At one point, Simon introduces Minty to someone and says, ‘You remember Matron, don’t you?’ and that’s the sort of thing that poncey public schoolboys say!” Simon is the wine expert of the couple and, says Arabella, every wine description used in the series is actually real.“We made up the name of the wine but everything else is verbatim from the internet.You literally sit there howling with laughter – they say things like,‘It’s got notes of old egg, plastic and rope,’ and you think,‘Well why would anybody want to drink it?’

“The food stuff is just a basic food recipe that we’ve made a bit more bonkers! We just wanted it to be really surreal. My favourite introduction from Minty is,‘Welcome to Posh Nosh – extraordinary food for ordinary people!’ and that says it all really.”

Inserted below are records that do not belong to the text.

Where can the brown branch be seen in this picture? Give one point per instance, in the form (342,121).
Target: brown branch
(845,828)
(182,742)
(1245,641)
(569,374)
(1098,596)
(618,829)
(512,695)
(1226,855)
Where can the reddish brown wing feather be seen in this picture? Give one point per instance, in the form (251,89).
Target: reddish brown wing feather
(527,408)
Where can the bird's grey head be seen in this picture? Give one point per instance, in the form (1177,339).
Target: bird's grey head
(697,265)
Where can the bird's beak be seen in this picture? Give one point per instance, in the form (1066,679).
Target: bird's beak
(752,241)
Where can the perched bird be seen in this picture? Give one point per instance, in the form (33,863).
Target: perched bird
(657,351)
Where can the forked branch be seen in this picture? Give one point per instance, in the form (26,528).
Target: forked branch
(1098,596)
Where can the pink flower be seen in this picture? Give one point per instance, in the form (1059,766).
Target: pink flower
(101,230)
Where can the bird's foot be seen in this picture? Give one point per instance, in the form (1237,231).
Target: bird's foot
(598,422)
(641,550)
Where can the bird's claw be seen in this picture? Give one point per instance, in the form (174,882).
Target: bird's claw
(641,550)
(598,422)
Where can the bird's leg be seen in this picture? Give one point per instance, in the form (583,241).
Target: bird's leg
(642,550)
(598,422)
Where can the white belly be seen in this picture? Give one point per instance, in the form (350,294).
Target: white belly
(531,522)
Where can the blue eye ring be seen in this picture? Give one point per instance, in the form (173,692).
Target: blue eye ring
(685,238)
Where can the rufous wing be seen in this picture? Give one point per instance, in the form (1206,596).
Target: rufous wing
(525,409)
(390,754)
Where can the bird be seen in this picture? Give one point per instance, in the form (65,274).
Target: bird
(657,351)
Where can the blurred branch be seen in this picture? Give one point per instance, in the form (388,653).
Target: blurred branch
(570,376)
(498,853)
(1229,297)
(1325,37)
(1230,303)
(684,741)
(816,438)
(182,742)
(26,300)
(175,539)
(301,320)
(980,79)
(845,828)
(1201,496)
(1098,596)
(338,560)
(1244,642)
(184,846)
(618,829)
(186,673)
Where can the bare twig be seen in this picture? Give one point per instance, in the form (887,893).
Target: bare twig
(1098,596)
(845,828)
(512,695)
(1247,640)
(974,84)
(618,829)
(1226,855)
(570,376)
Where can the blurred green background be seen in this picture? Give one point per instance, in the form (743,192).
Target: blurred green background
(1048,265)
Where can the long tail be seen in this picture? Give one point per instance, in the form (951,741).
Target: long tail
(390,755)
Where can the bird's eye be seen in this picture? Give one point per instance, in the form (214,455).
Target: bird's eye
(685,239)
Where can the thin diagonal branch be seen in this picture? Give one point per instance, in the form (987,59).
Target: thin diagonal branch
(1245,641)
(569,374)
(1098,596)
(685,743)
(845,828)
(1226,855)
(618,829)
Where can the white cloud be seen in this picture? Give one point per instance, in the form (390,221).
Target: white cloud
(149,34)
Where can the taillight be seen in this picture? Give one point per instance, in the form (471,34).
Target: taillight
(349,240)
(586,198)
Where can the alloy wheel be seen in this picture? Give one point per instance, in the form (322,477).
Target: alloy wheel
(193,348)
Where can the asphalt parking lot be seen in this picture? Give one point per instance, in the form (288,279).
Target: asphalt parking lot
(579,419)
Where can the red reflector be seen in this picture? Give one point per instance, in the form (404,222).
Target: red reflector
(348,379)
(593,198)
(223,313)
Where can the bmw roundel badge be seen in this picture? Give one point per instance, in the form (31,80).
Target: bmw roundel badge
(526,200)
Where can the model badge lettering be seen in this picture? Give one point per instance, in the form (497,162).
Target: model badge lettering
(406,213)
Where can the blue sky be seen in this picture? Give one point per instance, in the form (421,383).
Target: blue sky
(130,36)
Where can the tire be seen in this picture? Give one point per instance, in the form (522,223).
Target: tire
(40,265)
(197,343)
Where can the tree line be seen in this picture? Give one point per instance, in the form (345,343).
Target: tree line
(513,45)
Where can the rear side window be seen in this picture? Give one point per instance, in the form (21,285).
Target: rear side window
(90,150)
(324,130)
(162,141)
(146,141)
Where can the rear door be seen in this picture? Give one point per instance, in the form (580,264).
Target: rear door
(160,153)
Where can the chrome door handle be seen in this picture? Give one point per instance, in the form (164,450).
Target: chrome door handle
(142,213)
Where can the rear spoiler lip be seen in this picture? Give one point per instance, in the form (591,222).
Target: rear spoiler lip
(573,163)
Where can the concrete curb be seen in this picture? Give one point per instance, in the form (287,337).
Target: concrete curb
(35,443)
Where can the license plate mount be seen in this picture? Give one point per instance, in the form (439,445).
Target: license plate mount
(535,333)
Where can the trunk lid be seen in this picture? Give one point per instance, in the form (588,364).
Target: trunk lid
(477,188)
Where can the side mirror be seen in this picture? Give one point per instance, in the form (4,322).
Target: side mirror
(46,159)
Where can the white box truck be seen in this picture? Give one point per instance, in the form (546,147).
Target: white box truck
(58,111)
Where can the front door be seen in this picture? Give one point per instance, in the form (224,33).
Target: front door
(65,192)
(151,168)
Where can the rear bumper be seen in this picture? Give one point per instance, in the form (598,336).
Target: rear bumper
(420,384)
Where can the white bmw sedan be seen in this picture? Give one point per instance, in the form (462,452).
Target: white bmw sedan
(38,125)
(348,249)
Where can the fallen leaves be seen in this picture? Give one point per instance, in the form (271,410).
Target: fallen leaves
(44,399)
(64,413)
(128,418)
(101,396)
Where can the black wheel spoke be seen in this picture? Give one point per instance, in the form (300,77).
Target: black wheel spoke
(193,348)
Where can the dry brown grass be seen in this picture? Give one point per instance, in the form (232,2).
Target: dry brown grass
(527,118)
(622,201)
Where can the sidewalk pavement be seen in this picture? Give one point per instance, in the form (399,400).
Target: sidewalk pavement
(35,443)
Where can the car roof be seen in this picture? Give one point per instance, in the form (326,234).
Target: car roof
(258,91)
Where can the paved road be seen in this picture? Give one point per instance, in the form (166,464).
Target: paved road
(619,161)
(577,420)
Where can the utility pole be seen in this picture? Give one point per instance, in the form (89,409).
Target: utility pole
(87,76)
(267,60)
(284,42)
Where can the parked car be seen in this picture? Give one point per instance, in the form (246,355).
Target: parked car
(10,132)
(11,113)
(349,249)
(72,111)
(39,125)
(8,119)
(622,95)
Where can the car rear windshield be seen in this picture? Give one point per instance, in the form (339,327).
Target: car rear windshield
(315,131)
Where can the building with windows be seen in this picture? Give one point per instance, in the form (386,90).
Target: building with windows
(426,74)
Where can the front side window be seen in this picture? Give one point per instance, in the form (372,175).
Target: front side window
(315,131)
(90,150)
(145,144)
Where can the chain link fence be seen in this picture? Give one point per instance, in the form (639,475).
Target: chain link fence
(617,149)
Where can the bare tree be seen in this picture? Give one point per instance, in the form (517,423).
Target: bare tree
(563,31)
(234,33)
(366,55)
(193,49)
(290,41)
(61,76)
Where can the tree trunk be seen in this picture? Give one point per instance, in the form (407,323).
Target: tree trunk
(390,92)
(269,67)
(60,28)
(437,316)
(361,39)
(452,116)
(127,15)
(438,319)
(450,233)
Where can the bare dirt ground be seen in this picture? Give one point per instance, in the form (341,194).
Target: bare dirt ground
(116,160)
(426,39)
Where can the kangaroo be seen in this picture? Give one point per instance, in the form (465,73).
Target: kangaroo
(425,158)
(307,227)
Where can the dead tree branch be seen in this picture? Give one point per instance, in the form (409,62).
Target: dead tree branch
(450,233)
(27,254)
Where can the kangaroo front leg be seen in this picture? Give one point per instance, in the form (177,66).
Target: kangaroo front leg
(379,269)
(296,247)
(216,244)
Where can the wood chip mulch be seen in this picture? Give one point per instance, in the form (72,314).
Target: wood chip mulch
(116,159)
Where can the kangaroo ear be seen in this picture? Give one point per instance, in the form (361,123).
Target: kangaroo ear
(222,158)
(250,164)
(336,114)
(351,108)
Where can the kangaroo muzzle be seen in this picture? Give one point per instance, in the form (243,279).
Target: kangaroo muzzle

Arabella, who first met co-star Richard E Grant 18 years ago, when they both appeared in the Les Blair film, Honest, Decent And True for the BBC, says she only ever had Richard in mind when she wrote the part of Simon: “Right from the beginning we wanted Richard because he is so completely Simon! At one point we thought he may not be able to do it as our recording dates clashed with a film he was making and we sat there thinking,‘What on earth are we going to do?’

“We were very clear that it couldn’t be an actor who was openly gay because the audience would know all along. With Richard, you just get an air of being gay. He’s just completely perfect for the part.”

Despite Posh Nosh being an obvious sendup of all the TV chefs, Arabella does have “enormous and genuine admiration for people who can cook” and says that she thinks Posh Nosh came out of envy. “I’d love to be able to go, ‘just throw the spaghetti in and some coriander and there you have it,’ but it’s just not me. One of my closest friends is Italian and says,‘Oh, I’ll just see what I’ve got in the fridge,’ and it’s always something you’d pay a fortune for in Soho! “All of the TV shows just make me feel insufficient so I don’t watch them. I don’t really like anybody who’s on TV saying, ‘Look at my great life and all the marvellous things I’m able to do that you can’t, but if you concentrate very hard on my shows, watch all my videos and buy all the books, then you might just be able to throw something together that resembles it.”